Anonymous Coward says:

Re: Re: Re: State regulated colors

Well in a way the school bus yellow idea makes sense…

Fire trucks and Ambulances don’t make a bunch of stops on their way to their final destination.

Fire trucks and Ambulances also have sirens, which alert people both ahead and behind them thus reducing the need for an standardised color.

Finally, I’m not sure if this is the same in every states, but many states have max speed limit laws for school buses. Some (not sure if all) school buses even have physical limiters installed to prevent them from going above the limit.

Uriel-238 (profile) says:

Re: Re: Re:3 Purple is so gay!

I’m pretty sure purple is only connected to LGBT+ interests in context. Tinky-winky developed a gay-associated fanbase after Jerry Falwell outed him in 1999 (maybe informed by a letter to the editor from Andy Medhurst in ’97). Gays may signal each other with purple but not all purple is gay.

The religious right and the uninformed like to associate rainbows with LGBT+ interests even though only the specific six-color flag sequence (????️‍????) is so related. This excluds Nyancat, 80s-era Apple Computer and half of the 70s. Those things might be gay, but only coincidentally. Same with pink disco suits.

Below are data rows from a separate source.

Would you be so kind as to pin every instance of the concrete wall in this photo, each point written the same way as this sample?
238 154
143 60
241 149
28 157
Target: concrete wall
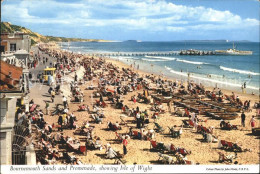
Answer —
8 108
22 44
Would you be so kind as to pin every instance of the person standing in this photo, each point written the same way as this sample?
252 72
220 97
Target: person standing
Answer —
124 146
47 107
52 96
243 118
76 77
60 121
252 122
64 99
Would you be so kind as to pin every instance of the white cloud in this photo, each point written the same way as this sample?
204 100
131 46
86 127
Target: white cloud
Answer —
150 15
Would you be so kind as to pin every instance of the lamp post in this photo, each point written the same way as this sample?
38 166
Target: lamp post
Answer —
22 57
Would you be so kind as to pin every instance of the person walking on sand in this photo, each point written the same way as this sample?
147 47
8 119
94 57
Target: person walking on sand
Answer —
47 107
244 87
243 118
252 122
124 146
52 96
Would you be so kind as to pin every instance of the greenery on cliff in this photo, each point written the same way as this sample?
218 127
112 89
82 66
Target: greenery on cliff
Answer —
36 37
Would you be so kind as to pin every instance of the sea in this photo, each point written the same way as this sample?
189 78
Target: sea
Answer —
221 71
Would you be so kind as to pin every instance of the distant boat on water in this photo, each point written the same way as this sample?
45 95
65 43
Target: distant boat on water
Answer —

Rainbow Dash, however, is totally pansexual. She’ll bang anything and anyone that moves.

Anonymous Coward says:

Re: Re:

"There should be a rule maybe a company can trademark a colour,
but only the exact shade of that colour"

Since the resource is limited, there would have to be some way to track who owns what, where, and possibly how. I guess that would have to be something like the UN or maybe an org like ICANN.
Look like a hole in which to pour money.

TripMN says:

Re: Re: Re:

There aren’t enough colors in the standard digital color spectrum to allow for every business in certain verticals to have one.

Therefore I propose that we force companies to use a color and a shape. We can call them "logos" (a term I just made up) and we can build laws around them that make sure they aren’t too similar to be confusing.

Problem solved!

Uriel-238 (profile) says:

Re: Re: Magenta on the color spectrum

I think Bob was trying to say that there is no wavelength of light that our eyes see as magenta, rather it is a combination of red and blue wavelengths that our brain has to interpret.

Clearly (as with the Fuchsia plant) magenta color appears in nature, and our brains see it. It means you have to combine diodes to create a magenta laser beam.